Il ritorno di Mel Gibson alla regia, a quasi dieci anni da Hacksaw Ridge, spiazza. Abbandonati i kolossal bellici e le epopee storiche, Gibson si cimenta con un chamber piece claustrofobico, un thriller ad alta tensione confinato quasi interamente nella carlinga di un Cessna. Un esercizio di stile teso, compresso nei suoi 90 minuti che tentano la via del tempo reale. La premessa è solida e Gibson dimostra di avere ancora un controllo artigianale della messa in scena. La regia è asciutta, funzionale alla tensione, e gestisce lo spazio angusto con mestiere, alternando l’abitacolo soffocante a maestose (seppur brevi) totali sui paesaggi gelidi dell’Alaska.
A mostrare le prime crepe è tuttavia la sceneggiatura di Jared Rosenberg (al suo esordio).

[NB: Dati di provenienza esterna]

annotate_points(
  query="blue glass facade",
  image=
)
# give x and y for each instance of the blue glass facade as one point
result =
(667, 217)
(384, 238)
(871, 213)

L’unità di luogo e tempo costringe lo script a “gonfiare” la narrazione con sottotrame non sempre necessarie: il trauma pregresso della protagonista, la caccia alla “talpa” interna (gestita interamente via radio, quasi come un posticcio radiodramma), e una serie di dialoghi che non brillano per originalità. Se Topher Grace eccede nel ruolo di comic relief logorroico (con battute che sembrano uscite da una sitcom), Michelle Dockery resta confinata in un registro fin troppo standard, mancando di vero carisma.

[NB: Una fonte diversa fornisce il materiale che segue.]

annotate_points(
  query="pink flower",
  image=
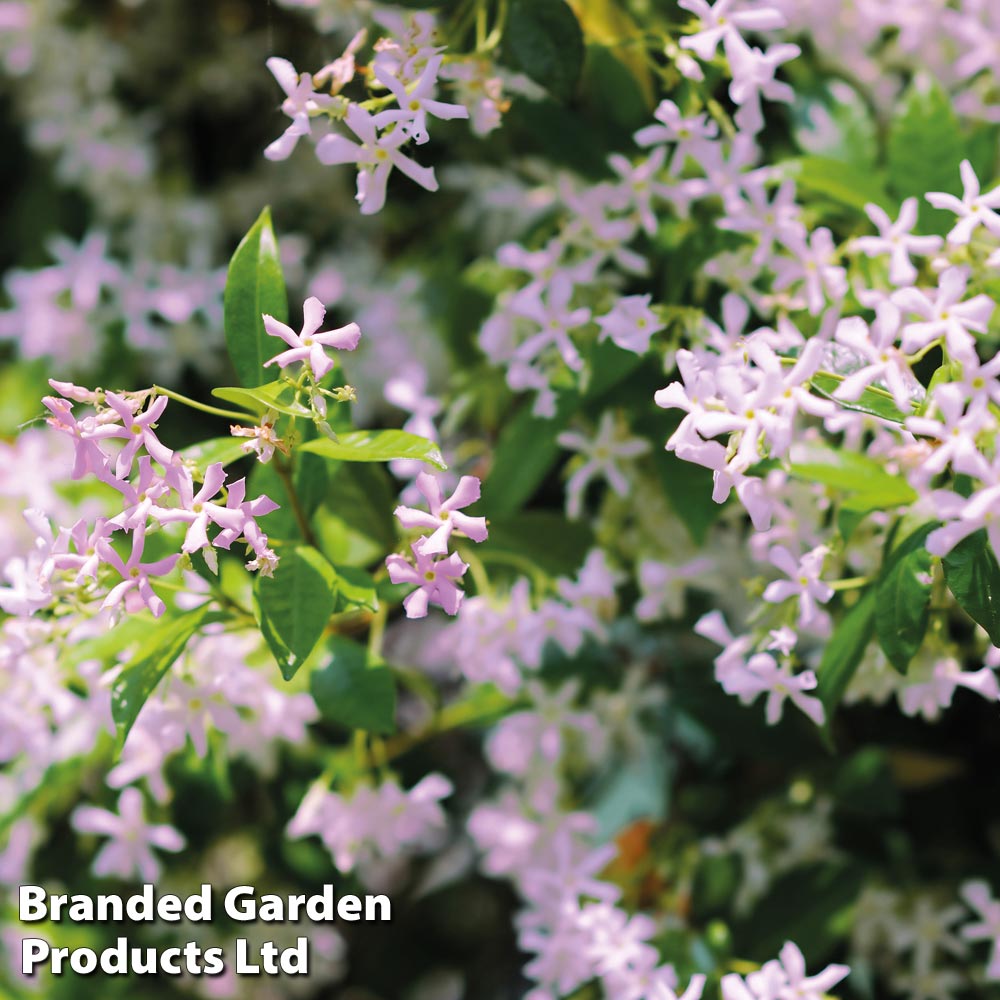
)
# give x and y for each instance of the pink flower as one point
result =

Ma il vero paradosso del film, nonché la sua occasione mancata, risiede in Mark Wahlberg. La sua trasformazione in un killer pelato, logorroico e sopra le righe (con tanto di toupet) è la trovata più gustosa. Wahlberg mastica la scena con un piacere visibile, incarnando quel “Crazy Mark” che i cinefili apprezzano. Il problema? Dopo il primo atto, il suo personaggio passa la stragrande maggioranza del tempo legato e neutralizzato sul fondo dell’aereo. Gibson e Rosenberg, incredibilmente, disinnescano volontariamente il loro elemento più imprevedibile e pericoloso, sacrificando il potenziale esplosivo (un vero villain sadico) a favore del duo, decisamente meno interessante, in cabina.
Tecnicamente, il film è solido fino a un finale che scivola in una fisica da Looney Tunes, con qualche CGI non all’altezza. Flight Risk è un thriller competente, un B-movie che intrattiene.